18 de janeiro de 2010 por David Kronemyer · 1 Comentário

Ela agora está na moda para demitir primeiros psicólogos como Jean-Martin Charcot, diretor do Hospital Salpêtrière no final do século 19 eo inventor moderno de histeria. Charcot tinha muitas matérias-primas para trabalhar; Salpêtrière abrigava mais de 5.000 pacientes do sexo feminino, muitos dos que eram loucos, dementes, indigentes ou considerados "incuráveis" (Makari, p 14.).

Diagnóstico, "histeria" composta amontoado de sintomas como espasmos musculares anormais ou variações de reflexos e funções sensoriais (Ehrenwald, p. 255). Aplicou-se predominantemente de mulheres e pensado para ser causado por distúrbios do útero. Charcot acreditava histeria resultavam de um distúrbio orgânico, neurológico (Hunt, p. 191). Isto é significativo porque (de acordo com Charcot), isso significa que não podia ter sido provocada por factores mentais sozinho.
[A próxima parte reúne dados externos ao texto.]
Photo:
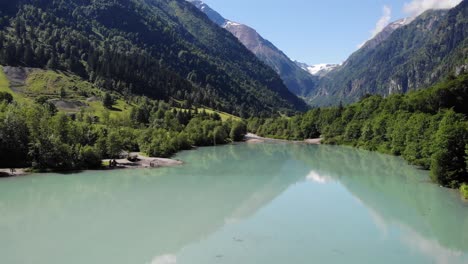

Então algo inusitado aconteceu. Charcot começou a usar a hipnose para induzir estados de histeria, o que implica ideações patológicos tinham pelo menos algum papel na sua etiologia. Isso criou um paradoxo, no entanto, porque se fatores mentais também foram envolvidos, então uma idéia patogênica (a histérica) simplesmente estava sendo neutralizada por uma outra (o induzido por hipnose). Ambas as idéias controlado a experiência do paciente e comportamento, mesmo que o paciente estava ciente de nenhum (Mitchell & Black, p. 3).

Josef Breuer explorar essa anomalia em seu tratamento de Anna O. Sob hipnose, ela livre-associado de volta para o momento em que os sintomas começaram. Uma vez ela se lembrou deste evento (que era perturbador e estressante), em seguida, seus sintomas desapareceram. Este Breuer levam a concluir a histeria era causada por lembranças presas e os sentimentos associados a eles. Uma vez que os sintomas histéricos foram rastreados até sua origem, seu significado tornou-se evidente e, em seguida, eles resolveram. Sigmund Freud ficou intrigado com a obra de Breuer e em 1895 eles publicaram Estudos sobre a histeria, que continua a ser o trabalho definindo no campo (embora agora apenas de interesse histórico). Com base no caso Anna O., Breuer e Freud a hipótese de a etiologia da histeria era predominantemente (se não exclusivamente) psicológica, eliminando a teoria de Charcot de origem neurológica.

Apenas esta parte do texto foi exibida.